此类型允许在其中存储任意类型的值,而无需预先了解或枚举所有可能的类型。
要声明一个 Dynamic 类型的列,请使用以下语法:
<column_name> Dynamic(max_types=N)
其中 N 是一个可选参数,取值范围为 0 到 254,用于指示在一个单独存储的数据块内(例如 MergeTree 表的单个数据分片中),类型为 Dynamic 的列中可以作为独立子列存储的不同数据类型的数量上限。如果超过此限制,所有具有新类型的值将以二进制形式一起存储在一个特殊的共享数据结构中。max_types 的默认值为 32。
创建 Dynamic 类型
在表的列定义中使用 Dynamic 类型:
CREATE TABLE test (d Dynamic) ENGINE = Memory;
INSERT INTO test VALUES (NULL), (42), ('Hello, World!'), ([1, 2, 3]);
SELECT d, dynamicType(d) FROM test;
┌─d─────────────┬─dynamicType(d)─┐
│ ᴺᵁᴸᴸ │ None │
│ 42 │ Int64 │
│ Hello, World! │ String │
│ [1,2,3] │ Array(Int64) │
└───────────────┴────────────────┘
在普通列上使用 CAST:
SELECT 'Hello, World!'::Dynamic AS d, dynamicType(d);
┌─d─────────────┬─dynamicType(d)─┐
│ Hello, World! │ String │
└───────────────┴────────────────┘
对 Variant 列使用 CAST:
SET use_variant_as_common_type = 1;
SELECT multiIf((number % 3) = 0, number, (number % 3) = 1, range(number + 1), NULL)::Dynamic AS d, dynamicType(d) FROM numbers(3)

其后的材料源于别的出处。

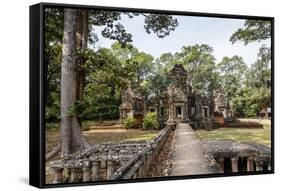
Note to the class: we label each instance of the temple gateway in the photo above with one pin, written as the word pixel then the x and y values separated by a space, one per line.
pixel 178 103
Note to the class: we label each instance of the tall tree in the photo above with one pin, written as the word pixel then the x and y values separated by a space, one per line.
pixel 74 47
pixel 70 134
pixel 254 30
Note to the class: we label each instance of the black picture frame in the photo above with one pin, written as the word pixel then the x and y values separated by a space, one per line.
pixel 37 88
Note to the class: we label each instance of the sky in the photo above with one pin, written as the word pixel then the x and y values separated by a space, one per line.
pixel 215 32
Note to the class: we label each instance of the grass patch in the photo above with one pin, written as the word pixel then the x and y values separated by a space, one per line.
pixel 261 136
pixel 99 134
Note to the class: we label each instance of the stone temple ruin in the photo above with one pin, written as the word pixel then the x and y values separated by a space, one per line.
pixel 178 104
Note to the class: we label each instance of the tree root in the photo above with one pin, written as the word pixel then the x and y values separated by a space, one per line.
pixel 52 153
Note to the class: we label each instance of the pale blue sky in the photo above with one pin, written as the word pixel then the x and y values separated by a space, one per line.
pixel 191 30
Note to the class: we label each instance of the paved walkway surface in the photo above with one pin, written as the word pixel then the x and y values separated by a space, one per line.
pixel 188 157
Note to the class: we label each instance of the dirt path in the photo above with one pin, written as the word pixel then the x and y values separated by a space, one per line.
pixel 188 157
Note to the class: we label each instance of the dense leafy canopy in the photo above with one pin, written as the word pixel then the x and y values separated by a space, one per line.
pixel 110 71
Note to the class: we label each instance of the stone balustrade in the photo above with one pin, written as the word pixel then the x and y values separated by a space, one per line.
pixel 232 156
pixel 110 161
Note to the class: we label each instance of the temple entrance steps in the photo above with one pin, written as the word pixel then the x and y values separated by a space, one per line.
pixel 188 155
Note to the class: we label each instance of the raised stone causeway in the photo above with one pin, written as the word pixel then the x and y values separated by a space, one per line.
pixel 110 161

┌─d─────┬─dynamicType(d)─┐
│ 0 │ UInt64 │
│ [0,1] │ Array(UInt64) │
│ ᴺᵁᴸᴸ │ None │
└───────┴────────────────┘
以子列形式读取 Dynamic 中的嵌套类型
Dynamic 类型支持通过类型名作为子列名,从 Dynamic 列中读取单个嵌套类型。
因此,如果存在一列 d Dynamic,可以使用语法 d.T 读取任意有效类型 T 的子列,
当 T 可以被 Nullable 包裹时,该子列的类型为 Nullable(T),否则为 T。该子列的大小将与原始 Dynamic 列相同,
并且在原始 Dynamic 列中不包含类型 T 的所有行里,该子列将包含 NULL 值(或者在 T 不能被 Nullable 包裹时为空值)。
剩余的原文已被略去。